Entre todos logramos enderezar la embarcación apoyándola sobre palos que llevaba el patrón. Una vez acabado ésto Jonás da el grito de “ostras”, y efectivamente, nos lanzamos a arrancarlas del suelo rocoso que las acogía para degustarlas tal cual, crudas y sin limón.
La situación es: es de noche, comemos arroz con pescado (decidimos darle una prórroga a la gallina) dentro del barco mientras esperamos a que la marea suba y seguir el viaje, Martín sigue con fiebre, tenemos los dedos cortados de atacarles a las ostras sin herramientas; notamos un vaivén, el patrón grita y nos ordena ubicarnos a estribor, raudos pero sin soltar el plato lo hacemos, el equilibrio es precario, nos vamos distribuyendo hasta notar que se mueve todo menos. Aumentamos el ritmo de deglución y nos preparamos para lo que venga. El agua arrastra todos los apoyos de un lado y cae sobre él, volvemos a contrapesar entre risitas histéricas este desequilibrio, de manera increíble el agua va haciendo flotar la Mathilde-Claire sin que zozobremos. Comenzamos a navegar.
El cielo está lleno de estrellas que iluminan nuestras caras. El ayudante del patrón hunde en la proa una vara para comprobar la profundidad, del agua nace una luminiscencia que nos hace a todos asomarnos por la borda, es como un milagro. Al mover el agua sale luz (efecto de las aguas muy ricas en microorganismos).
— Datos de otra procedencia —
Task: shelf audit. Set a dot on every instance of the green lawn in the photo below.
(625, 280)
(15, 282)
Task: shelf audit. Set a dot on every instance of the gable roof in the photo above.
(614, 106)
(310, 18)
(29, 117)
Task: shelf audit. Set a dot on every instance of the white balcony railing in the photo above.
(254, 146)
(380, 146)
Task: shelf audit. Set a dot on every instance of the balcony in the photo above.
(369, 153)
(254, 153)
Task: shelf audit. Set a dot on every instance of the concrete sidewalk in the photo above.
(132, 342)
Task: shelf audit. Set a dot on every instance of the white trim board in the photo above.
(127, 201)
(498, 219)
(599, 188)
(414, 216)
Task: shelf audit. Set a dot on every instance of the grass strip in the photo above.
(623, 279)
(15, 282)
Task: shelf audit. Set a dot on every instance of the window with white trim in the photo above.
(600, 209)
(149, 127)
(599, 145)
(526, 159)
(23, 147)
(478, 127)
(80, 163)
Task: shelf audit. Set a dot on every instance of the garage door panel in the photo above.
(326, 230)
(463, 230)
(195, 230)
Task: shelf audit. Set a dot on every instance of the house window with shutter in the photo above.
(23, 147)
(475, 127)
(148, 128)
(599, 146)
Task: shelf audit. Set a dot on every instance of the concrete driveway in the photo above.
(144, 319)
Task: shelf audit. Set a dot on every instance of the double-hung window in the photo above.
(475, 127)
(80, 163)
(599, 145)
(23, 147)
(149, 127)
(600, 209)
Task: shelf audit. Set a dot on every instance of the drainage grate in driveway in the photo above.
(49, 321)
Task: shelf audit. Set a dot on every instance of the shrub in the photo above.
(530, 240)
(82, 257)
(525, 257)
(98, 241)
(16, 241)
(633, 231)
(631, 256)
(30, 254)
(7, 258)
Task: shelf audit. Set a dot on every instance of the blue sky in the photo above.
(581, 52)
Nuestro largo día finaliza cuando llegamos a la isla de Orango, un grupo de pescadores senegaleses nos acoge con asombro y cordialidad. El fuerte olor a pescado intentando salarse hace que algunos de nosotros decidamos montar la mosquitera cerca de la orilla, la presencia del mar abierto refrescó la noche y a pesar de los constantes paseos de los senegaleses para ver a las brancas, logramos dormir.